The Indonesian government said it will tighten regulations on sentence cuts for corruption convicts before next year’s Idul Fitri holiday, Justice and Human Rights Minister Amir Syamsuddin said on Monday.
Well-behaved Indonesian convicts historically receive sentence reductions head of Independence Day and Idul Fitri. This year, 27 graft convicts — including Gayus Tambunan — housed in West Java jails were scheduled to receive sentence cuts, despite a moratorium on sentence reductions passed last year.
Under current regulations, graft convicts are eligible for sentence cuts after serving one-third of their sentence. The proposed changes would require corruption convicts to serve half of their sentence before they become eligible for reductions.
But these changes, hampered by Indonesia’s bureaucracy, were unable to affect sentence reductions this year. The reforms still need to go through a “harmonization” period to ensure that the changes are in line with current laws.

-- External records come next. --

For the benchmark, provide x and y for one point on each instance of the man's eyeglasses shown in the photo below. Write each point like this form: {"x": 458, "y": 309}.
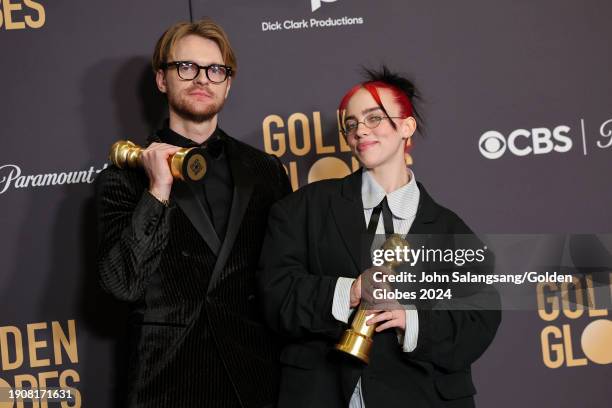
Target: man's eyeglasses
{"x": 371, "y": 122}
{"x": 188, "y": 70}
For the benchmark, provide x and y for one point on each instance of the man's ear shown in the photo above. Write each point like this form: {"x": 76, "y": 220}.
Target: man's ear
{"x": 160, "y": 80}
{"x": 229, "y": 85}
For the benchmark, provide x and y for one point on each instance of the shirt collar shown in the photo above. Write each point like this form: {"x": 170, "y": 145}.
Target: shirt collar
{"x": 214, "y": 144}
{"x": 403, "y": 202}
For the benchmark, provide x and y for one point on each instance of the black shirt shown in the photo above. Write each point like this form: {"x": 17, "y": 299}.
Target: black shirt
{"x": 215, "y": 190}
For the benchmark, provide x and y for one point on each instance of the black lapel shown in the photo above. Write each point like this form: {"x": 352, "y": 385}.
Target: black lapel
{"x": 427, "y": 213}
{"x": 243, "y": 188}
{"x": 347, "y": 208}
{"x": 193, "y": 209}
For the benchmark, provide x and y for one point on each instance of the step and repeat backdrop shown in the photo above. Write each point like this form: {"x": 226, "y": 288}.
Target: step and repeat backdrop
{"x": 518, "y": 139}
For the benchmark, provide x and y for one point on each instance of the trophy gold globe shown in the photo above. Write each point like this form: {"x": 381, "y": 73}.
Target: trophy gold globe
{"x": 357, "y": 340}
{"x": 188, "y": 164}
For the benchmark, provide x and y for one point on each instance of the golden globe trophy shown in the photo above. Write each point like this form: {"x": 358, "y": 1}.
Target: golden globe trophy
{"x": 357, "y": 340}
{"x": 188, "y": 164}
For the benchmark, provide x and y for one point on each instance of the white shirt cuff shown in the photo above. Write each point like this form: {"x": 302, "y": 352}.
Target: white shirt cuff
{"x": 408, "y": 339}
{"x": 341, "y": 307}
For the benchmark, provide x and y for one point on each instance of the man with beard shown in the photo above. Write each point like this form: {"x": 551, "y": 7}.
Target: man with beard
{"x": 184, "y": 255}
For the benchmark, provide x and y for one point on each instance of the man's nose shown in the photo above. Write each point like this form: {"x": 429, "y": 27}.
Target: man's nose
{"x": 201, "y": 77}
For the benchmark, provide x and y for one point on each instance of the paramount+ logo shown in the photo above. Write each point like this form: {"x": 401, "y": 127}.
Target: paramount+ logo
{"x": 525, "y": 142}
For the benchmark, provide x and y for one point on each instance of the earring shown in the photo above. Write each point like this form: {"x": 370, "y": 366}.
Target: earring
{"x": 407, "y": 156}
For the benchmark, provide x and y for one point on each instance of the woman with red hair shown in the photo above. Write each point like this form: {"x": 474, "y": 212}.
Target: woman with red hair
{"x": 310, "y": 273}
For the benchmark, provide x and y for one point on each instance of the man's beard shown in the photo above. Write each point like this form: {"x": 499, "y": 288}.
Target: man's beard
{"x": 187, "y": 110}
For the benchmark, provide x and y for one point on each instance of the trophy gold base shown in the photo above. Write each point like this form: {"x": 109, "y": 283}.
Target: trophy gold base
{"x": 355, "y": 344}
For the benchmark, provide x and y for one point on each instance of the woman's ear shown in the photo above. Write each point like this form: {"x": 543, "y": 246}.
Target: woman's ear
{"x": 408, "y": 127}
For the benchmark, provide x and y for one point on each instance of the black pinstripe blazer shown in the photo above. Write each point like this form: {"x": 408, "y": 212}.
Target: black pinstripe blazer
{"x": 196, "y": 335}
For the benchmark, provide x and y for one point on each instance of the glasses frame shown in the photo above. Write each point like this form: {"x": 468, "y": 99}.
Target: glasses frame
{"x": 346, "y": 133}
{"x": 177, "y": 64}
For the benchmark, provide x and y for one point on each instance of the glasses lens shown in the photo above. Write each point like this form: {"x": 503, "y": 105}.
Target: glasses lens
{"x": 216, "y": 73}
{"x": 350, "y": 126}
{"x": 373, "y": 121}
{"x": 187, "y": 70}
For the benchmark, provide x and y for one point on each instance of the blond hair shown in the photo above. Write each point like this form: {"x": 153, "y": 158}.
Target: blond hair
{"x": 205, "y": 28}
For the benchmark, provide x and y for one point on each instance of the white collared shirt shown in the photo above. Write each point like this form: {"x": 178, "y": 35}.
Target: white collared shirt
{"x": 403, "y": 203}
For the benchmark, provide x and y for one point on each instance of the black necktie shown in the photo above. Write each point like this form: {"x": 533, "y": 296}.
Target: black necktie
{"x": 383, "y": 207}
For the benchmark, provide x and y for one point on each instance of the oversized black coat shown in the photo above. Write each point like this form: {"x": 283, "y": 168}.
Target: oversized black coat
{"x": 313, "y": 238}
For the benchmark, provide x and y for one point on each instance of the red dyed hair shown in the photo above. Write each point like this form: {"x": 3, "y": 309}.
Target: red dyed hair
{"x": 400, "y": 97}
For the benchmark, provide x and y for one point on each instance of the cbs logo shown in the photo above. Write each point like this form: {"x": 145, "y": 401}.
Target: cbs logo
{"x": 522, "y": 142}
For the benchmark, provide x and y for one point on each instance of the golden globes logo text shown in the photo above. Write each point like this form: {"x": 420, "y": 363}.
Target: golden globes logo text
{"x": 308, "y": 153}
{"x": 579, "y": 332}
{"x": 21, "y": 14}
{"x": 39, "y": 356}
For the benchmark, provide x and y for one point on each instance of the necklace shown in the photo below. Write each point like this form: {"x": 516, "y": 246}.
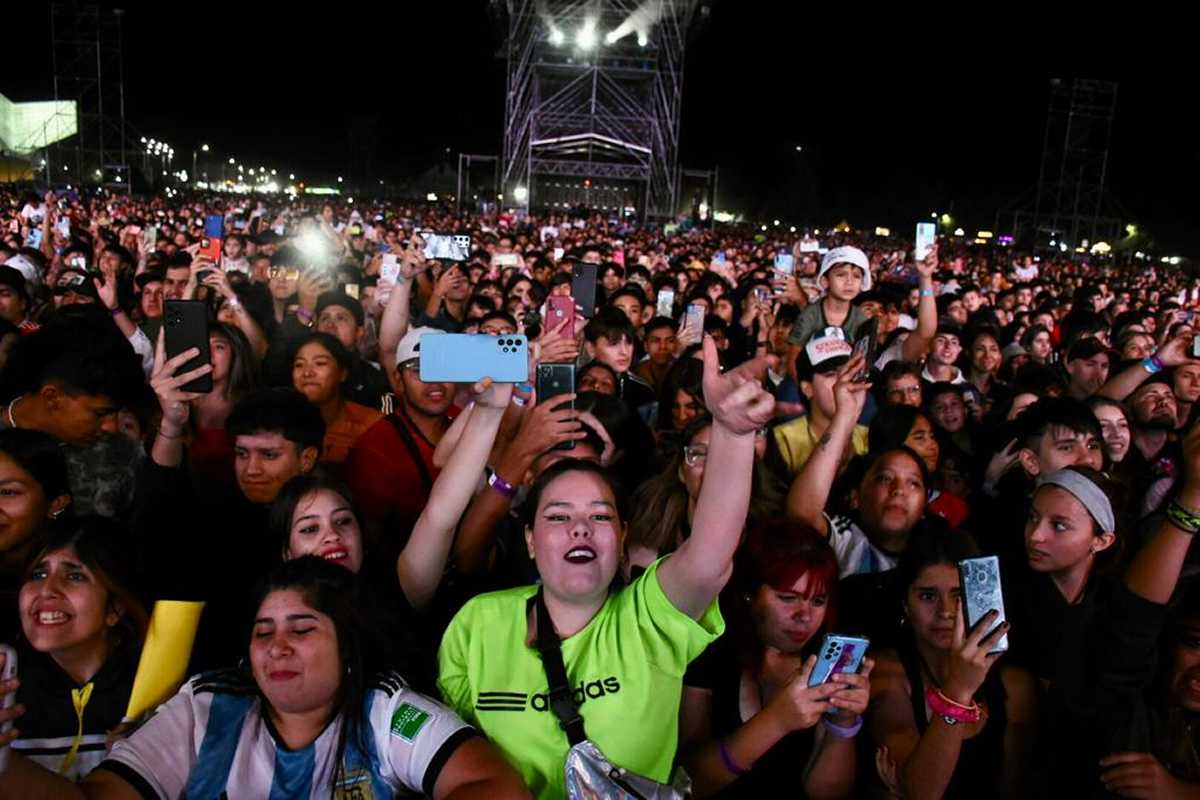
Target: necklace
{"x": 12, "y": 403}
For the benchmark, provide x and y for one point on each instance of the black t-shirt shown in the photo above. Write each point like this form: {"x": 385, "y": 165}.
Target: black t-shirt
{"x": 719, "y": 669}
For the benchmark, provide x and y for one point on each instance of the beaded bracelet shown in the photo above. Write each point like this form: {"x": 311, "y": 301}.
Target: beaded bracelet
{"x": 1182, "y": 518}
{"x": 951, "y": 710}
{"x": 727, "y": 758}
{"x": 843, "y": 731}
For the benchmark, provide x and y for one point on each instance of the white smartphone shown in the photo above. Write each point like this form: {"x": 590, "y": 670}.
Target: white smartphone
{"x": 927, "y": 234}
{"x": 389, "y": 270}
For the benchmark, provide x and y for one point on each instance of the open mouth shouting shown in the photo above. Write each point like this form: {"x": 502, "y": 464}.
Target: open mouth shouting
{"x": 581, "y": 554}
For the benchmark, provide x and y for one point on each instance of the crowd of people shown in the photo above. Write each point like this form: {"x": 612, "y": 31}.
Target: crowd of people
{"x": 460, "y": 590}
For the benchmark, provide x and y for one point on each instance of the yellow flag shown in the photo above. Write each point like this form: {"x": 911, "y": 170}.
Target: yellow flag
{"x": 165, "y": 656}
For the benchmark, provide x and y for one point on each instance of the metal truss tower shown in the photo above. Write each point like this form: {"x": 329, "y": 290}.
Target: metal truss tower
{"x": 88, "y": 70}
{"x": 1071, "y": 204}
{"x": 593, "y": 100}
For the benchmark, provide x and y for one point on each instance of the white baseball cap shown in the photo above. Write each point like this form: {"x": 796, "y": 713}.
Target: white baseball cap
{"x": 847, "y": 256}
{"x": 409, "y": 348}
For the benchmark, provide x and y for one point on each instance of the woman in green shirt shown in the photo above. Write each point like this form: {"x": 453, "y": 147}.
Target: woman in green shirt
{"x": 625, "y": 649}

“Remission tightening could not be implemented yet,” Amir said. “But ‘inshallah’ [‘God willing’] it can be done next year.”
The government faced criticism this year after announcing holiday sentence reductions for the 27 graft convicts, a move that seemingly flies in the face of the presidential moratorium. Last year, ministers came under similar fire after proposing a sentence cut for Gayus, who is facing a 30-year sentence for accepting more than $7 million in bribes while working as a tax official.
Deputy Justice and Human Rights Minister Denny Indrayana responded to the backlash by issuing a moratorium on sentence reductions for graft convicts in an effort to “strengthen the deterrent effect for organized criminals.”
The moratorium is reportedly still in effect, according to Ministry of Justice and Human Rights spokesman Goncang Raharjo.